Hubby and I have also been thinking about this. It already feels like it's been months and months since Maya died so it feels more natural to us to not wait too long. However, I feel the need to let my body recover from the pregnancy and give ourselves time to have a sex life again. We're going to see our gp soon to sort out some medium term contraception -I'm thinking implant. 
But saying all this, you and your husband aren't us so in the end you will do what feels right for your family. 

Wishing you love and smiles. Be good to yourselves,
Emma and Maartijn. X

P.s. I think we've spoken on reddit! :)


----------



## keepthefaithx

hey hun i am so sorry for you loss i know someone who had a stillbirth and had to wait 3 months, def see what your dr says, fxd for you xoox


----------



## missy_s

im very sorry for your loss. i lost my daughter at 31 weeks in 2007 i waited a few months before i started ttc again but we were told we could try after 6 weeks but i didnt feel up to it iykwim 

sasha xx


----------



## keepthefaithx

emnmaa said:


> hubby and i have also been thinking about this. It already feels like it's been months and months since maya died so it feels more natural to us to not wait too long. However, i feel the need to let my body recover from the pregnancy and give ourselves time to have a sex life again. We're going to see our gp soon to sort out some medium term contraception -i'm thinking implant.
> But saying all this, you and your husband aren't us so in the end you will do what feels right for your family.
> 
> Wishing you love and smiles. Be good to yourselves,
> emma and maartijn. X
> 
> p.s. I think we've spoken on reddit! :)

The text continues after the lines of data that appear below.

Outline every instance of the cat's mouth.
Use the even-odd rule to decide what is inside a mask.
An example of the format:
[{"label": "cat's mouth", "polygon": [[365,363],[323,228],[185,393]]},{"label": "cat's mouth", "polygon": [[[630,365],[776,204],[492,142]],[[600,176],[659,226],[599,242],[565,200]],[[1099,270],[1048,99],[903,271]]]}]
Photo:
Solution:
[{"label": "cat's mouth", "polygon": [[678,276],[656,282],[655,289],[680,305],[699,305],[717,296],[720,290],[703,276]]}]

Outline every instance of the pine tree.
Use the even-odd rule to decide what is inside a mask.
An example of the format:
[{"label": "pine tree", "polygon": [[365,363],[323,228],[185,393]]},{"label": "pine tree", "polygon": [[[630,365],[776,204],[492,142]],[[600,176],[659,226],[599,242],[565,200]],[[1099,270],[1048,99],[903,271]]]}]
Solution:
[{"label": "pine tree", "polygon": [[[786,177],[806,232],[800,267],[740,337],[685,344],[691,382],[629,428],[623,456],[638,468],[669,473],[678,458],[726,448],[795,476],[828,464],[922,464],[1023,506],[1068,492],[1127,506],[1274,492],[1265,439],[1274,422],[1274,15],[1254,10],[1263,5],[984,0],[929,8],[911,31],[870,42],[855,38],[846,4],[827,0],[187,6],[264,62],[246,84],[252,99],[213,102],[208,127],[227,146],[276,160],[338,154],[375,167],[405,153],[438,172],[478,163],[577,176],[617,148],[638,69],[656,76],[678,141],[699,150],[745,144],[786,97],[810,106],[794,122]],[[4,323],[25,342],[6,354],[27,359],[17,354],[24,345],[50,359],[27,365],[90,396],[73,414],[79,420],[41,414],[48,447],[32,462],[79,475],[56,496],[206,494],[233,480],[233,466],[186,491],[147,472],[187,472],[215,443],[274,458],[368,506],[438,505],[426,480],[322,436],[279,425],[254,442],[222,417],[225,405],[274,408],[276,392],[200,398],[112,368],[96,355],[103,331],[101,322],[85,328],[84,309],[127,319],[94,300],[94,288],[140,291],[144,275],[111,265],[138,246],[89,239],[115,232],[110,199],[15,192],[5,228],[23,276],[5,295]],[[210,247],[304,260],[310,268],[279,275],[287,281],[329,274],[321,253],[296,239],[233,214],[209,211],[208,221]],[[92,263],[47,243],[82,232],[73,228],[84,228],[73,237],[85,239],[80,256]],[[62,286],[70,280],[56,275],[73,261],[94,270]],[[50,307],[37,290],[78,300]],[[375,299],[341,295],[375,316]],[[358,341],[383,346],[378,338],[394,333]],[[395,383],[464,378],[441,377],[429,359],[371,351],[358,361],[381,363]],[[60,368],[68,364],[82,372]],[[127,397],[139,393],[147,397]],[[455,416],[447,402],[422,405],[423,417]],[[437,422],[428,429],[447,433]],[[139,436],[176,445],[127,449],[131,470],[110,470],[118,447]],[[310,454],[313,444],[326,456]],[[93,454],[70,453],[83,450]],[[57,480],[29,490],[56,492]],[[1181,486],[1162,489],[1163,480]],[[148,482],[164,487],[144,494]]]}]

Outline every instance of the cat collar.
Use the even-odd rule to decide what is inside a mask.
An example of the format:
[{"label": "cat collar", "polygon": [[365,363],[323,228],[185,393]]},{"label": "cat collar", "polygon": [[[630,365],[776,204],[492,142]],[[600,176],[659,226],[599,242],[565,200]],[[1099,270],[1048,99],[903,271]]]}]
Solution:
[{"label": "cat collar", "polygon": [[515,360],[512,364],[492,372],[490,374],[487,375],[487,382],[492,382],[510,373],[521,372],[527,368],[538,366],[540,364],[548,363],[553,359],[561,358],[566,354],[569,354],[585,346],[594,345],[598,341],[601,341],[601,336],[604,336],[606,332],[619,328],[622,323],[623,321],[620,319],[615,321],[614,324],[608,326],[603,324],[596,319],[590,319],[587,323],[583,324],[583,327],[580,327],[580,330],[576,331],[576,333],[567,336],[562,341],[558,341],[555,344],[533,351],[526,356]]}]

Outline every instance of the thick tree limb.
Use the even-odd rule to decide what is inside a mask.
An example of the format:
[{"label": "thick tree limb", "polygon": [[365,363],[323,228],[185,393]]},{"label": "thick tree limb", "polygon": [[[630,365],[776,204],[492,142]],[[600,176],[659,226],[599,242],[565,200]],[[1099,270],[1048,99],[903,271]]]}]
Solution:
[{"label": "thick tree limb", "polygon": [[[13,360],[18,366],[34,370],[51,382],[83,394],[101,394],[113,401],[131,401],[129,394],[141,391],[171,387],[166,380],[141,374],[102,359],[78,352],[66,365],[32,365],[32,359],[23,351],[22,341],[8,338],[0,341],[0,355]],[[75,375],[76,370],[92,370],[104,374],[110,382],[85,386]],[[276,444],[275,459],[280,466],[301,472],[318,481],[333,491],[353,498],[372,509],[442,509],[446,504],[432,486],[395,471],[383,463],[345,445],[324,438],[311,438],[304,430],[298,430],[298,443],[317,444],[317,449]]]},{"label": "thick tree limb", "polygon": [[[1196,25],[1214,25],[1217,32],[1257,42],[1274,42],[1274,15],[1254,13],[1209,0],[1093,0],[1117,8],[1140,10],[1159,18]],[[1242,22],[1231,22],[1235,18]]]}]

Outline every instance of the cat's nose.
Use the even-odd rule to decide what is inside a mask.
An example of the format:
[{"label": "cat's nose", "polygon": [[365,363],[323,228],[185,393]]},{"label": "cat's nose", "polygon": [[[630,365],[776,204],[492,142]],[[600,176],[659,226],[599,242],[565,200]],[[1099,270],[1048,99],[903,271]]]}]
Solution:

beatiful name hun i love it!


----------



## redokapi

emnmaa said:


> Hubby and I have also been thinking about this. It already feels like it's been months and months since Maya died so it feels more natural to us to not wait too long. However, I feel the need to let my body recover from the pregnancy and give ourselves time to have a sex life again. We're going to see our gp soon to sort out some medium term contraception -I'm thinking implant.
> But saying all this, you and your husband aren't us so in the end you will do what feels right for your family.
> 
> Wishing you love and smiles. Be good to yourselves,
> Emma and Maartijn. X
> 
> P.s. I think we've spoken on reddit! :)

Perception of time is strange in times like this. Time feels like it is dragging because I want to be totally back to normal physically by now, but it feels like much more than three weeks have passed since our worlds collapsed.

It sounds like you are being more rational about it than me, but I don't think I want to start using contraception because it may make it harder to conceive when we try. My head says to wait and get my body back but my heart says to try ASAP.

Hope you two are getting through it together, and yes - we did speak on reddit.

Love and strength to you both,
Em


----------



## SwabianMrs

My son was born sleeping on the 7th of August last year. I wanted to be pregnant instantly but my very sensible husband made us wait to try until I had 2 definite periods.

I think ensuring you know your cycle again will make TTC less scary - if you are not sure what is going on, you risk getting your hopes up and I believe that sort of stress makes TTC even less likely to work. Our bodies can be super annoying, it is like our bodies say ...oh...you appear stressed...tell you what... I'll stop you from ovulating to prevent further stress!

We were outstandingly lucky and got pregnant at the first cycle we tried. I am now 31 weeks pregnant. 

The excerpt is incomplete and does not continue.